I began this week with the goal of making myself get out of my comfort zone and learn a bit more about my new surroundings. If this is to be my home for the next several years, as I hope it will be, then I felt an obligation to myself to begin a serious exploration of the local environs.
I began at home. Since arriving at the farm on March 4th, I had rummaged through (and cleaned out) all of the outbuildings - save one. I had only peeked into the barn loft a couple of times, and had never brought myself to the point where I had actually climbed into the storage space above the barn.
When my grandson, Sebastian, visited from Oregon a few weeks ago, he had been fascinated with the notion that there was an upstairs to the barn - and he wanted to explore it. I couldn't allow that, however, because I knew if was overflowing with stored junk, much of which could be dangerous - boards with nails sticking out, large pieces of barbed wire, glass jars, rusted buckets and pieces of metal, etc.
On Monday I climbed into the loft and began sorting through crap that has accumulated there over decades. I pitched out six old tires (expecting to find a snake in each and every one), lots of metal - buckets, downspouts, a disassembled, rusted child's swing set, and other large pieces of refuse. Once everything was on the ground I sorted it into metal, non-metal, tires, and environmentally-challenging items such as a bucket of roofing asphalt,motor oil, and paint.
(Sebastian, when you are back here again, we will have a party in the loft!)
I telephoned my trash company which I knew would not take most of those items. They referred me to the "transfer station" for the bigger part of my collection, and to the recycling center for the metal. On Tuesday, not having a truck, I loaded my car with trash and set out to find the "transfer station," which proved to be uncomfortably close (within two miles) to my house. The transfer station is the town dump - of a sort. People bring their trash there - anything - and dump it for a fee. Usually it arrives in a truck, and and a charge is made based on volume. There is also a "per tire" fee for used tires. Because I had less than a truck load, the fellow just charged me for the tires. The transfer station also accepted my asphalt, oil, and paint products.
Trash at the transfer station is thrown into a large warehouse type of building that smells to high hell. From there a fellow with a tractor and bucket pushes it around and (I suspect, though I didn't observe this phase) loads it all into two large semi-truck trailers on the property that are then used to "transfer" it - though to where I have no idea!
After returning home and scouring off the stink, I decided to wait and discover the recycling center later in the week.

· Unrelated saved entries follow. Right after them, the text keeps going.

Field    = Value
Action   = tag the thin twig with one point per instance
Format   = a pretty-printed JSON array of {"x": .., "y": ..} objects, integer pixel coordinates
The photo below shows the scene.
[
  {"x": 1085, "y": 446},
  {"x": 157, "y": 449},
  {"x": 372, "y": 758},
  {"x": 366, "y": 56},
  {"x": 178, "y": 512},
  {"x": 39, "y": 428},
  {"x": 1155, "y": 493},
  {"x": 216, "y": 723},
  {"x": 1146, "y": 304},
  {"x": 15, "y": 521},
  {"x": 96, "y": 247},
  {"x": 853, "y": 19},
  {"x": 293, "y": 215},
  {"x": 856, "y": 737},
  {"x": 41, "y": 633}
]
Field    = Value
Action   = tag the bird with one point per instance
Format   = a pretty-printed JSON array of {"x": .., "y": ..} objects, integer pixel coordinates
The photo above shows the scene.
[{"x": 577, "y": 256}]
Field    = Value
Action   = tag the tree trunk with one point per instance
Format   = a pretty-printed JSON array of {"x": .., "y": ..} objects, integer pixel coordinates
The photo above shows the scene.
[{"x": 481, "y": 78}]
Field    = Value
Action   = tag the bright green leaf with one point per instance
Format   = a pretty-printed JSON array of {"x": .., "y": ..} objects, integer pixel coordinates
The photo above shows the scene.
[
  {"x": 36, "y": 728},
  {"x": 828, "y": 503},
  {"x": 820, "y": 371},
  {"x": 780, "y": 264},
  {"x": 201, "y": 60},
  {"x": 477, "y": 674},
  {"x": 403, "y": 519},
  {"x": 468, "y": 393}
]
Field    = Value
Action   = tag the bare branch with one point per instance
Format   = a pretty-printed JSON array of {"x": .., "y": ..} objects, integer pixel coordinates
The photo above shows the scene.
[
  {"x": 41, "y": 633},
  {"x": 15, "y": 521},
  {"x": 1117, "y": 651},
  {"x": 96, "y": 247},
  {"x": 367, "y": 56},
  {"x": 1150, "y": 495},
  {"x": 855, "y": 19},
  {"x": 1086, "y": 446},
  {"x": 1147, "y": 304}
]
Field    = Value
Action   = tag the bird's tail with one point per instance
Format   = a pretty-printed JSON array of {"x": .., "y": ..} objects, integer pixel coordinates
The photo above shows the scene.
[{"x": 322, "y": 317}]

Wednesday evening I did something that I have wanted to do ever since moving to West Plains. I showed up at the local Senior Center and joined in its weekly pinochle night. There were ten people present, counting myself, which made for two tables of players with one extra team rotating in after each hand. I had played a LOT of pinochle forty years ago as a college student and as a young army officer, but none since. It all came back quickly - and I made several new friends. I hope to remain a part of that local activity - and I appreciate being so warmly welcomed by the group.
Thursday I had appointment with a new medical provider - a cardiologist here in West Plains. While waiting to see him, I visited with the lady who was updating my records and learned that there was a cardiac rehab unit (a small, well-monitored exercise facility) right in the clinic. She gave me a tour of the facility and arranged to get me medically referred to the program. I have to take some preliminary tests (including and EKG) next week, and should begin exercising the week after. I feel very fortunate to have made this discovery. It will be a good opportunity to get healthier and to meet a few new people.
Friday I loaded all of the metal into my poor old car and set out for the recycling center - which also proved to be embarrassingly close to my house - again less than two miles. The recycling center surrounds a literal mountain of rusted metal. I located the office and figured out the process for unloading my treasure. I had two carloads by volume, but not much by actual weight, so I just donated it to the center.
My only other discovery this week was a pair of beautiful sassafras trees that are in my backyard but had been completely hidden by a climbing vine that the previous owners had intentionally planted. A young man who occasionally does yard work for me called on Tuesday to see if I had any work for him. We put a ladder up next to the pile of vines and he got to work. It was almost like an archaeology project as the vines were pulled away and the two tall and skinny sassafras trees emerged. The vines had done some damage by making deep grooves in the tree trunks, but the trees look as though they will be able to survive and thrive.
This is beginning to feel like home!